Ob es gut gehen würde? Ob wir zusammen passten? Ob das mit der Entfernung funktionieren würde? Ich wusste es nicht. Aber das wusste man doch nie, oder? Was ich aber mit Sicherheit sagen konnte, irgendwie tat er mir gut. Er brachte mich runter, brachte mich zur Ruhe. Er war das, was ich gerade brauchte. Und über die Zukunft wollte ich mir heute keine Gedanken mehr machen. Ich wollte einfach nur seine Hand nehmen und ein Stück mit ihm gehen. Ihn besser kennen lernen und dann, dann könnte man sehen, wohin uns dieser Weg führte.

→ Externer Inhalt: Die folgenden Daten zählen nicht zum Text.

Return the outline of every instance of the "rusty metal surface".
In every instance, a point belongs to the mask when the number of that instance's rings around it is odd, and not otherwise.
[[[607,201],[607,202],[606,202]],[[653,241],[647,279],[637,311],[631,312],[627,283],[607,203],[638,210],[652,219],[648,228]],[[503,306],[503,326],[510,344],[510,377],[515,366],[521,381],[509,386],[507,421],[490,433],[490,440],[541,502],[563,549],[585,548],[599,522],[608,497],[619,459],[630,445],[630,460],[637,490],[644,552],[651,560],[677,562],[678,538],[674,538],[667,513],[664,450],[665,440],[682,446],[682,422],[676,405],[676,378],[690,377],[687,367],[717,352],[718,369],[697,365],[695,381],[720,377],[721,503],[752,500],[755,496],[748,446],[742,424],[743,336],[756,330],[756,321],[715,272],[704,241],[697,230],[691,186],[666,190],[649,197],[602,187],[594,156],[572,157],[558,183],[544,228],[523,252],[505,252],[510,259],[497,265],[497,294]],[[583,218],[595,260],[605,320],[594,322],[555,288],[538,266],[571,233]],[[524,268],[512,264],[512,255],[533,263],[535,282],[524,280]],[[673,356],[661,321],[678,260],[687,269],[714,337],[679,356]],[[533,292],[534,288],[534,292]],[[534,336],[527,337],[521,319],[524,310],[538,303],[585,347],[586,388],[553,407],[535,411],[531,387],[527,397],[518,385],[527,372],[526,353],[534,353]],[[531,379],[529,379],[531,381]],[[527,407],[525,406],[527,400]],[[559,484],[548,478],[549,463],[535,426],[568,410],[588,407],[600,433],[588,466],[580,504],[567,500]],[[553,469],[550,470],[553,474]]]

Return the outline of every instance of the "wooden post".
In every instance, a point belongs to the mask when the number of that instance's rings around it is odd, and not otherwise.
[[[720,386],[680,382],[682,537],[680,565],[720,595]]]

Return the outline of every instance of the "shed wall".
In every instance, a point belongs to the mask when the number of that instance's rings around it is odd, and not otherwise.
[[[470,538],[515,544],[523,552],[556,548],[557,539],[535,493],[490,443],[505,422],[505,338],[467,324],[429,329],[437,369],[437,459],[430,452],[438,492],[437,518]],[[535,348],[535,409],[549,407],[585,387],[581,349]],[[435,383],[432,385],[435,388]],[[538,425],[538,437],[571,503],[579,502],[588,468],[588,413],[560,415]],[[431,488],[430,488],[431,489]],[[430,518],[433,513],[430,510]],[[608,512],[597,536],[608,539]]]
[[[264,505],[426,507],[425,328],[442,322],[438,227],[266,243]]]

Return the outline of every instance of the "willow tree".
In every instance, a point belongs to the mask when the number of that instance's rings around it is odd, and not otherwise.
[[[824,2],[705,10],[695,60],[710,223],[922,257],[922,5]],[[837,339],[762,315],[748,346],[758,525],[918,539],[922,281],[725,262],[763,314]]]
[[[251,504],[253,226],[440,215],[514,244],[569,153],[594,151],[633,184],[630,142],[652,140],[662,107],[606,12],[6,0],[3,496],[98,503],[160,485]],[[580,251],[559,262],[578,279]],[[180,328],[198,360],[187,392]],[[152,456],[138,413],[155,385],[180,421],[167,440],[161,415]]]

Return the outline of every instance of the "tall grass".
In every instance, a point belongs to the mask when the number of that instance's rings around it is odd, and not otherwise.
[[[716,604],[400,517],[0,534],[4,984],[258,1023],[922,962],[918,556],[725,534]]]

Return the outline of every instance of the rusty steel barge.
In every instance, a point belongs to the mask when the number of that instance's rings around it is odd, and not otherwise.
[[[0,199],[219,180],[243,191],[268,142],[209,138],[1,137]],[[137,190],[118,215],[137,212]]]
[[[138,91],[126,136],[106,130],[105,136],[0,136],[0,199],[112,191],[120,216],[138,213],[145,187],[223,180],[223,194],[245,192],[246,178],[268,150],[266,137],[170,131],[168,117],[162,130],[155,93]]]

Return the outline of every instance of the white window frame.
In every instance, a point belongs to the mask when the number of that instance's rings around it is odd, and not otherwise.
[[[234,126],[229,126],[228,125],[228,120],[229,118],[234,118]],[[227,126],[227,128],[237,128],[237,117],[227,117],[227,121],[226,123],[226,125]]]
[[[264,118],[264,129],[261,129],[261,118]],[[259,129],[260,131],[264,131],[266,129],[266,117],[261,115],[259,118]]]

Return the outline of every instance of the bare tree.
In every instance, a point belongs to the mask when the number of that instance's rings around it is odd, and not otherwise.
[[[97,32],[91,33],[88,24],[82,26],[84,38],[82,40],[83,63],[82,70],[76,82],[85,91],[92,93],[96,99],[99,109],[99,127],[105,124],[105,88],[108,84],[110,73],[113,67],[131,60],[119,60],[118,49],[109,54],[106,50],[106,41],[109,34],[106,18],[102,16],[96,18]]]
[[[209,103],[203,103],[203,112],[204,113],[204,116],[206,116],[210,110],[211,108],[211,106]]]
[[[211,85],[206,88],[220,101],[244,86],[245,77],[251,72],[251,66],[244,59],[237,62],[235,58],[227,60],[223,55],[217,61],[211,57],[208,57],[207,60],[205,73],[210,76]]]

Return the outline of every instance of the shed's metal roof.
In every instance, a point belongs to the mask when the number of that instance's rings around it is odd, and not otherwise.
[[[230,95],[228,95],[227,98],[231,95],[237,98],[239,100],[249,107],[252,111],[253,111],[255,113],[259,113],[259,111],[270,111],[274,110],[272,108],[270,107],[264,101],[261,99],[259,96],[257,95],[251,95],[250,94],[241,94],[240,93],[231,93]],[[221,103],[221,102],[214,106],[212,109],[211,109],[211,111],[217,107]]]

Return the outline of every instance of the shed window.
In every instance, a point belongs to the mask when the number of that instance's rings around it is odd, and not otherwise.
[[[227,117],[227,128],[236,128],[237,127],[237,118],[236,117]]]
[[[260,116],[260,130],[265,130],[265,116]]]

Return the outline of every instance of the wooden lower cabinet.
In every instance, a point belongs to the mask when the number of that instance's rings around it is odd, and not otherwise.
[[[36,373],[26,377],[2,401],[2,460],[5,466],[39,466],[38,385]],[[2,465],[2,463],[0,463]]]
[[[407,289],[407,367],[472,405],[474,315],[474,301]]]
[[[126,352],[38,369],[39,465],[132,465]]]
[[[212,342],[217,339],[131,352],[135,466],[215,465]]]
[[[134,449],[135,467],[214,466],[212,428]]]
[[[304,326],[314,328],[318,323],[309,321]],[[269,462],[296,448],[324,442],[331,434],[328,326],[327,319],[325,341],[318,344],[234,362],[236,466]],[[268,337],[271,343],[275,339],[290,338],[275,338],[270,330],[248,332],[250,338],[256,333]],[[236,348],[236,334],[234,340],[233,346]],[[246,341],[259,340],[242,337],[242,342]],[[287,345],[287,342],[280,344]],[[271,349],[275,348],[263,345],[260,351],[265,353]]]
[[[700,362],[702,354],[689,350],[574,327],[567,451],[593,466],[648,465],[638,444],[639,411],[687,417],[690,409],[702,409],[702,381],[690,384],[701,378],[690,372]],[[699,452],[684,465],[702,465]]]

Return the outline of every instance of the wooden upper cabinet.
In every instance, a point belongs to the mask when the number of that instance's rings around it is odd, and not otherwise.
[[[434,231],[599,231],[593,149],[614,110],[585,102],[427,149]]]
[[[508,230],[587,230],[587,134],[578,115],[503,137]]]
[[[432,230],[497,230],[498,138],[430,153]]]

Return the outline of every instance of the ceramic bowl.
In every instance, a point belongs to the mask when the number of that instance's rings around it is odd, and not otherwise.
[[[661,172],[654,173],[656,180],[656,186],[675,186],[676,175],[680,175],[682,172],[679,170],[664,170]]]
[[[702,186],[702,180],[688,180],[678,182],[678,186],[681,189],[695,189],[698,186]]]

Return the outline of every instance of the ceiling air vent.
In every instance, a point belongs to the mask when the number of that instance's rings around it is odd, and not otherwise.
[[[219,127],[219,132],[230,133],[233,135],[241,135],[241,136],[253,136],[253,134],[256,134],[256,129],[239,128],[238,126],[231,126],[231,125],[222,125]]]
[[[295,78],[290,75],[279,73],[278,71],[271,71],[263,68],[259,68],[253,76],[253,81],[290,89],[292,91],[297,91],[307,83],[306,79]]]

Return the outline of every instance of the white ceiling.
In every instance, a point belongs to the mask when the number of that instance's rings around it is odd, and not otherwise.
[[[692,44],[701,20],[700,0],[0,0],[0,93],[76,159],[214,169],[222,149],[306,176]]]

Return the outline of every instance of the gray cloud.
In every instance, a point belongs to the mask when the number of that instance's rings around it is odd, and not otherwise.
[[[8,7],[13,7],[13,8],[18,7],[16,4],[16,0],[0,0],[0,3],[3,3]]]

„Magst du mit zu mir?", fragte Daniel, kaum, dass ich unsere Finger mit einander verschränkt hatten. „Ja, warum nicht.", erwiderte ich und wir schlenderten den zuvor gegangen Weg zum Heaven zurück. Es herrschte kaum Verkehr, so dass ich einfach nur die Ruhe, und das Gefühl seiner Haut auf meiner genoss. Dieses Kribbeln, welches das Ungetier in meinen Eingeweiden rumoren ließ. Etwas, dass ich schon so lange nicht mehr empfunden hatte. Überraschenderweise machte es mir keine Angst mehr. Im Gegenteil, ich freute mich. Genoss es und wollte ihm eine Chance geben zu wachsen.

„Willst du drinnen Bescheid geben?" Riss er mich aus den Gedanken, nach dem wir beim Parkplatz angekommen waren und Daniel dabei war, die Autotür aufzusperren. „Nein." Und zur Untermauerung schüttelte ich den Kopf. Hannes würde für sich, über mein Fortbleiben, wohl die richtigen Schlüsse ziehen. Eigentlich wäre es wohl sogar besser und an der Zeit, Abschied zu nehmen. Dieses Mal wohl für immer, aber das hatte bis morgen Zeit. Heute wäre es wohl leichter, ihm einfach seinen Freiraum zu lassen und zu hoffen, dass er sich besann und doch noch auf Benny zuging, und das, was zwischen ihnen stand aus der Welt räumte. Irgendwas sagte mir, dass aus den beiden was werden könnte.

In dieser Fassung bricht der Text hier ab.